With failing eyesight and the terror of starvation upon her, she went one Sunday, with her last two francs in her pocket, to share them with a sick cousin, who had been one of the workmen at the Jardin des Plantes. He, too, was in despair; for an accident had taken from him the use of his right arm, and there were two children who must be fed.

"What to do! what to do!" he cried; and then, as he saw the tears running down Madame Agathe's cheeks, he in turn, with the ease of his nation, wept also.

"That is what has determined me," said Madame Agathe, as not long ago she told of the day when she had given up hope. "Tears are for women, and even for them it is not well to shed many. I say to myself, 'I am on the earth: the good God wills it. There must be something that I may do, and that will help these even more helpless ones.' And as I say it there comes in from the Jardin des Plantes a man who has been a companion to Pierre, and who, as he sees him so despairing, first embraces him and then tells him this: 'Pierre, it is true you cannot again hold spade or hoe, but here is something. There are never enough ants' eggs for the zoölogical gardens and for those that feed pheasants. I know already one woman who supplies them, and she will some day be rich. Why not you also?'

"'I have no hands for any work. This hand is useless,' said Pierre; and then I spoke: 'But mine are here and are strong; you have eyes, which for me are well nigh gone. It shall be your eyes and my hands that will do this work if I may learn all the ways. It is only that ants have teeth and bite and we must fear that.'

"Then Claude has laughed. 'Teeth! yes, if you will, but they do not gnaw like hunger. Come with me, Madame Agathe, and we will talk with her of whom I speak,—she who knows it all and has the good heart and will tell and help.'

"That is how I begun, madame. It is Blanche who has taught me, and I have lived with her a month and watched all her ways, and learned all that these ants can do. At first one must renounce thought to be anything but bitten, yes, bitten always. See me, I am tanned as leather. It is the skin of an apple that has dried that you see on me and with her it is the same. We wear pantaloons and gauntlets of leather. It is almost a coat of mail, but close it as one may, they are always underneath. She can sleep when hundreds run on her, but I, I am frantic at first till I am bitten everywhere; and then, at last, as with bee-keepers, I can be poisoned no longer, and they may gnaw as they will. They are very lively. They love the heat, and we must keep up great heat always and feed them very high, and then they lay many eggs, which we gather for the bird-breeders and others who want them. Twice we have been forced to move, since our ants will wander, and the neighbors complain when their pantries are full, and justly.

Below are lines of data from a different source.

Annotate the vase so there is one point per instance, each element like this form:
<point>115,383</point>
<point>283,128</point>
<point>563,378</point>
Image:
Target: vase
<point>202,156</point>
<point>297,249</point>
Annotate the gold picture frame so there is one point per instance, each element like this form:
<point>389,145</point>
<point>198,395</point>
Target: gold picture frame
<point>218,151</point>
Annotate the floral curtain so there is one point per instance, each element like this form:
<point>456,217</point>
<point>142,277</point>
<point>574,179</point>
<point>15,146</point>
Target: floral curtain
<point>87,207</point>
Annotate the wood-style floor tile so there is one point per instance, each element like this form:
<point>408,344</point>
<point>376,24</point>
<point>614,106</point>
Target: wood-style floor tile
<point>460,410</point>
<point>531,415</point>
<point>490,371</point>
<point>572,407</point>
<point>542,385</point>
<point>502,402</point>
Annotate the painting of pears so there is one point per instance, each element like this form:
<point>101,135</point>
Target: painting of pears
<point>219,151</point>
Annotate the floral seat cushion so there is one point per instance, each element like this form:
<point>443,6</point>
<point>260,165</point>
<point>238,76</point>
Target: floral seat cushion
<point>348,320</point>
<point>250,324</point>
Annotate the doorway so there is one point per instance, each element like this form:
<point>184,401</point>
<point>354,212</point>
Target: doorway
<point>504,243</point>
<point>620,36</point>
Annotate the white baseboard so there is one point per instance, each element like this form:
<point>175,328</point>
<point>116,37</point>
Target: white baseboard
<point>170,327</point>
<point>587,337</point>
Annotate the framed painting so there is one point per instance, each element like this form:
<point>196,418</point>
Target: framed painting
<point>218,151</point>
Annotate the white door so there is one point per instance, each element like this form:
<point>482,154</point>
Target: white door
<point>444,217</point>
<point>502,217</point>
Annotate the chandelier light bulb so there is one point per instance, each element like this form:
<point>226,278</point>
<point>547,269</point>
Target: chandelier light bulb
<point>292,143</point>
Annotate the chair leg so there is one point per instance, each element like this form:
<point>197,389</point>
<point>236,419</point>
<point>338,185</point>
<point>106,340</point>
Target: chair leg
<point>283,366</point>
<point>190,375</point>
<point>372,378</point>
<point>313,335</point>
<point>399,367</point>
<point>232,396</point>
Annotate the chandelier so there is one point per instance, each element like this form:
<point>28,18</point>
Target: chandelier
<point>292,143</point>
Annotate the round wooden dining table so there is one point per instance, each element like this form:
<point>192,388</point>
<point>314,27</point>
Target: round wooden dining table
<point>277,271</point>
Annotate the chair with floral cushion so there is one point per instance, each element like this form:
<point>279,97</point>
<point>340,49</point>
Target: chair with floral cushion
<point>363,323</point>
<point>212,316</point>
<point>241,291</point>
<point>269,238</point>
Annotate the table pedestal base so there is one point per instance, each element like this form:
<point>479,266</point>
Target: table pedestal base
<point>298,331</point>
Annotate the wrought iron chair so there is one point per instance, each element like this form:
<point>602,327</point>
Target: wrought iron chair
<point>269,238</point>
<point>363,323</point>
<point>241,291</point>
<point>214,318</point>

"Now eight and even ten sacks of ants come to me from Germany and many places. I am busy always, and there is money enough for all; but I have sent the children away, for they are girls, and for each I save a little dot, and I will not have them know this métier, and be so bitten that they, too, are tanned like me and have never more their pretty fresh skins. Near us now, madame, is another woman, but her trade is less good than mine. She is a bait-breeder, 'une éleveure des asticots.' All about her room hang old stockings. In them she puts bran and flour and bits of cork, and soon the red worms show themselves, and once there she has no more thought than to let them grow and to sell them for eight and sometimes ten sous a hundred. But I like better my ants, which are clean, and which, if they run everywhere, do not wriggle nor squirm nor make you think always of corruption and death. She breeds other worms for the fishermen, who buy them at the shops for fishing tackle; but often she also buys worms from others and feeds them a little time till plump, but I find them even more disgusting.

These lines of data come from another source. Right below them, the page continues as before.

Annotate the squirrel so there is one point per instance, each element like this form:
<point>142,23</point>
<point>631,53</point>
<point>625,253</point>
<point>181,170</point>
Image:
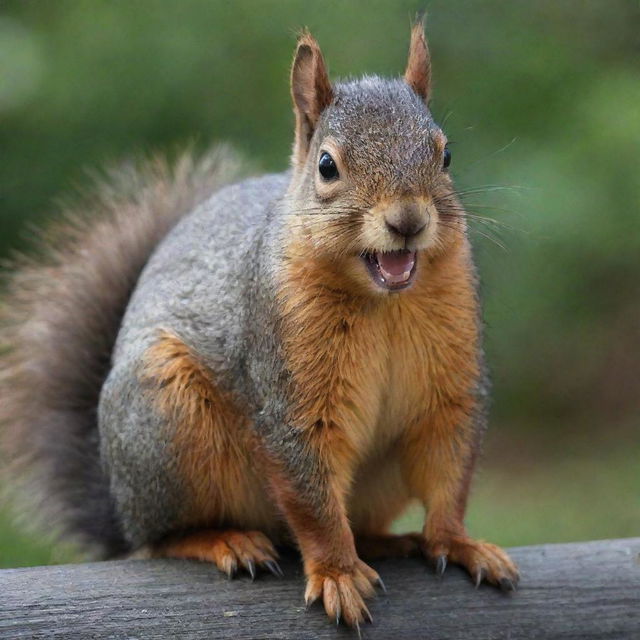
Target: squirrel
<point>208,367</point>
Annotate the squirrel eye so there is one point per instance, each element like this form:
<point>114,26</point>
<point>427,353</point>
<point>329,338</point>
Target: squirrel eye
<point>446,158</point>
<point>327,167</point>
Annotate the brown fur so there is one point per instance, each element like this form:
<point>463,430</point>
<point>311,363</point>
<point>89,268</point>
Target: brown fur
<point>418,72</point>
<point>214,448</point>
<point>311,90</point>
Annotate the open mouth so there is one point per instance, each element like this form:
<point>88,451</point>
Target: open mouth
<point>392,270</point>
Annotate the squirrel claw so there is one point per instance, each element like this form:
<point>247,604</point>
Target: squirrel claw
<point>274,567</point>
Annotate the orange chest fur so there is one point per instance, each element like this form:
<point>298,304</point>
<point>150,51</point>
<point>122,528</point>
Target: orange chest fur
<point>366,371</point>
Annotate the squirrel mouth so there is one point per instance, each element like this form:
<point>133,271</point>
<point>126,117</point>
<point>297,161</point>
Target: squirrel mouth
<point>392,270</point>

"An ant has so much intelligence. I can watch mine, madame, as if they were people almost, and would even believe they know me. But that does not hinder them from biting me; no, never; and because they are always upon me the neighbors and all who know me have chosen to call me the 'sister-in-law of ants.'

"It is not a trade for women, it is true, save for one only here and there. But it is better than sewing; yes, far better; and I wish all women might have something as good, since now I prosper when once I ate only bread. What shall be done, madame, to make it that more than bread becomes possible for these workers?"